Crítica | Sem Fôlego
Todd Haynes ostenta claramente aqui um espectro fílmico suspenso no tempo. Sem Fôlego é um filme que não pertence aos dias de hoje, em absoluto, ou seja, é bom demais para a geração snapchat e seus pais também hipnotizados pela TV, por sua vez. É uma fábula infantil deslocada do cotidiano (que ousa representar) e que não representa em absolutamente nada a esquizofrenia midiática e o tempo social atuais. Por isso mesmo, merece ser descoberta por aqueles cujo olhar se estende um pouco além do catálogo mainstream, de sempre.
Em plenos anos 70, temos aqui o clássico garoto que busca pelo pai e é atingido por um raio, e já nos idos de 20, uma garota independente também a procura de alguém, de sua mãe, e principalmente do seu lugar no mundo selvagem, efervescente e movediço de Nova York que o filme bem demonstra, sempre com uma direção de artes e figurinos maravilhosos. Em meio a essa temporalidade, uma semelhança entre os dois é inevitável: a surdez, casual ou não, e você ai já deve estar se perguntando: Por que o filme abre espaço para tratar de duas histórias, quando uma já renderia o encanto que o título em inglês carrega, Wonderstruck?
Porque Haynes quer falar sobre o tempo. Posto que é cineasta da fabulação, e que usa e abusa da fruição de uma câmera e de seus filtros imagéticos para destilar as engrenagens lúdicas de seus universos paralelos, onde arquétipos sociais fingem ser pessoas normais para capturarem nossa identificação com as personagens e suas realidades expostas, algo que Quentin Tarantino por exemplo também explora e o faz com agressividade incomparável, após o ultra merecido sucesso crítico de Carol, de 2015, o cineasta pareceu querer apostar de verdade na essência fabulesca de sua perspectiva voltando sua atenção ao imaginativo escritor Brian Selznick.
Eis então a fusão de um diretor de cinema cada vez mais respeitado após o melhor romance da década estrelado por Rooney Mara e Cate Blanchett, junto ao famoso autor de livros para crianças cuja cria mais icônica talvez seja A Invenção de Hugo Cabret, aquela aventura divertida e despretensiosa que Martin Scorsese transformou em homenagem escrachada ao cinema com um dos mais belos usos do 3D que já se viu num filme norte-americano. Nos olhos de Haynes, por outro lado, o projeto é cozinhado com calma e profundidade de hipóteses cativas, sendo que o universo infantil de Selznick jamais seria infantilizado na adaptação de sua(s) trama(s), mas serenamente abordado na viagem até então mais estética e poeticamente refinada da carreira do cineasta sendo, afinal, um expoente tanto das épocas que ilustra, quanto do próprio cinema de quem o rege.

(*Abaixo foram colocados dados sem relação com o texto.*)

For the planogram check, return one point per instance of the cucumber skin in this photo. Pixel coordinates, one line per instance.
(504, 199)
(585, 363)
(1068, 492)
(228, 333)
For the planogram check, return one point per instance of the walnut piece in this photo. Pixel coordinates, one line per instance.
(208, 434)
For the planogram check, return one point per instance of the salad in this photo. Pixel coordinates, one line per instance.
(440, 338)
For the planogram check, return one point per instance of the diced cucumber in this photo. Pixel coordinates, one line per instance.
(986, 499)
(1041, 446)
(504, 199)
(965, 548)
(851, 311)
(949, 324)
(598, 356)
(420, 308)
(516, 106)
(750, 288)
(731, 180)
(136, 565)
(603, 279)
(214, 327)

Mas o que vale realmente a sessão de Sem Fôlego é o trato dado as imagens, e principalmente, o que fica claro a cada cena, o zelo pela conexão hiper coerente entre elas, o peso da interação entre significados diferentes interligados por um corte único, algo típica e fundamentalmente cinematográfico, até surgir outro corte e tudo mudar de direção novamente, sem jamais perder o ritmo, a identidade e a regularidade de significações na narrativa que segue crianças numa jornada de descobrimento, e autodescobrimento através de um mundo, conflitos e sentimentos humanos tão próprio delas, e ao mesmo tempo, tão próximos dos nossos, numa América ligada por duas épocas pertencentes ao mesmo século, onde um toque desferido de lirismo e poesia no mundo real para que este, num momento seguinte, o mesmo possa se infestar de lirismo, algo de certo incompreensível pelo espectador insensível, faz toda a diferença.